At their core, both cards share an identical foundation: the same 2295 MHz base clock, 8960 shading units, 280 TMUs, 96 ROPs, and 1750 MHz memory speed. This means the two GPUs are built on the exact same silicon with the same theoretical throughput ceiling — the differences between them come down entirely to how aggressively each card is tuned to reach that ceiling.
The single meaningful differentiator in this group is boost clock: the Solid Core OC reaches 2482 MHz under turbo, while the Solid SFF tops out at 2452 MHz — a gap of 30 MHz, or roughly 1.2%. That small frequency advantage cascades into slightly higher derived figures: the Solid Core OC edges ahead with 44.48 TFLOPS of floating-point performance versus 43.94 TFLOPS, and a marginally higher pixel rate of 238.3 GPixel/s compared to 235.4 GPixel/s. In practice, a sub-2% gap in compute throughput will be imperceptible in real gaming workloads — frame-time differences at this scale are well within noise.

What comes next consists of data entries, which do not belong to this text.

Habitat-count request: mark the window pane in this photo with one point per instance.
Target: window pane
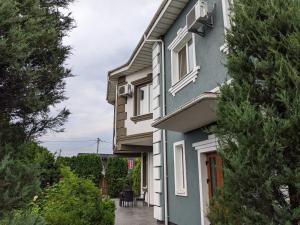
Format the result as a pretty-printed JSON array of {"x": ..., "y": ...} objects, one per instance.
[
  {"x": 143, "y": 100},
  {"x": 191, "y": 55},
  {"x": 182, "y": 67},
  {"x": 179, "y": 168}
]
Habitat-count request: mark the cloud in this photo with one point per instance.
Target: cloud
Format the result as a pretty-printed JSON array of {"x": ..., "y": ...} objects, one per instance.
[{"x": 105, "y": 36}]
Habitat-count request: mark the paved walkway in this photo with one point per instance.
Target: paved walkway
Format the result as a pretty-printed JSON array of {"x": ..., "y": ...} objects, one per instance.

The Solid Core OC holds a narrow technical edge in raw performance on paper, but the advantage is effectively academic for gameplay. The more meaningful distinction between these two cards almost certainly lies outside this spec group — in thermals, power delivery, and form factor — since the SFF designation suggests a compact cooling solution that would explain its slightly conservative boost target. For pure performance metrics alone, consider these cards functionally equivalent.